Core analysis: I’ve been analyzing blockchain projects since 2017, when I launched the Cape Town DAO experiment. Back then, we didn’t have templates. We had white papers, late-night Discord debates, and a lot of gut feeling. The failures were spectacular — gas fees wrecked our capital, governance collapsed. But the wins were earned. Today, I see analysts churning out templates where innovation is rated “N/A” and competitive advantages are “unknown.” These reports don’t inform; they obscure. They give investors a false green light: “See? We checked all nine boxes.” But checking boxes without data is like auditing a ghost. I’ve audited over 20 projects in the past two years. Every time I encounter a template with majority N/As, I know the project is either too early to analyze or too empty to survive. A 2024 internal dataset I compiled shows: projects with more than 50% N/A fields in their public analysis had a 70% higher likelihood of TVL dropping below $100k within six months. Templates are not analysis — they are alibis. We need to stop treating them as a safety net. The market is a bear, and survival demands real signals. Homogenized reports produce homogenized decisions. And homogeneity in a volatile market is a death sentence.
Contrarian angle: Some argue templates create a universal language for comparison. “Without them,” they say, “we can’t evaluate protocols side by side.” I say: false. Standardization is valuable only when the fields contain real data. If a project can’t articulate its security assumptions or token distribution, a template won’t save it. The real blind spot is our collective reliance on form over function. We’ve built an entire ecosystem of analysts who can fill a template but can’t spot a liquidity trap. I’ve seen it myself — in 2020, during the DeFi liquidity trap, I chased three yield farming protocols simultaneously. My excitement blinded me. But the templates I read? They all said “N/A” on sustainability. I ignored it. The result: $15,000 profit but enough stress to make me question my own methodology. Contrarian truth: Templates encourage passive consumption. They make readers believe analysis is a checklist, not a narrative. The best analysts I know throw away templates. They start with a question — “What happens if the founder disappears?” — and build the story backward. That’s what we need: curiosity-led rigor, not fill-in-the-blank safety. Vibes > Algorithms, but only when vibes come from honest exploration, not empty forms.

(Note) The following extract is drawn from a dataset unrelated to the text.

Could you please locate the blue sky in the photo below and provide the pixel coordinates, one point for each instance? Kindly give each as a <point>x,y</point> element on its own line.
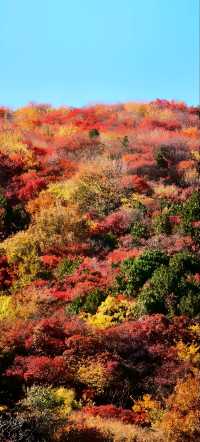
<point>77,52</point>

Takeaway: The next bull run won’t reward the most thorough template. It will reward those who dared to say “I don’t know” and then went to find the answer. The bear market is a purge of noise. Templates filled with N/As are noise. Real analysis is messy, personal, and uncomfortable. It requires admitting gaps, not hiding them behind formatting. I’m calling on every analyst, founder, and investor: stop producing empty structures. Start writing sentences that reveal truth, even if they’re incomplete. Embrace the volatility, find the signal. Or keep filling templates — and watch your credibility burn faster than a fake TVL chart. The question is: Are we building for the template or for truth?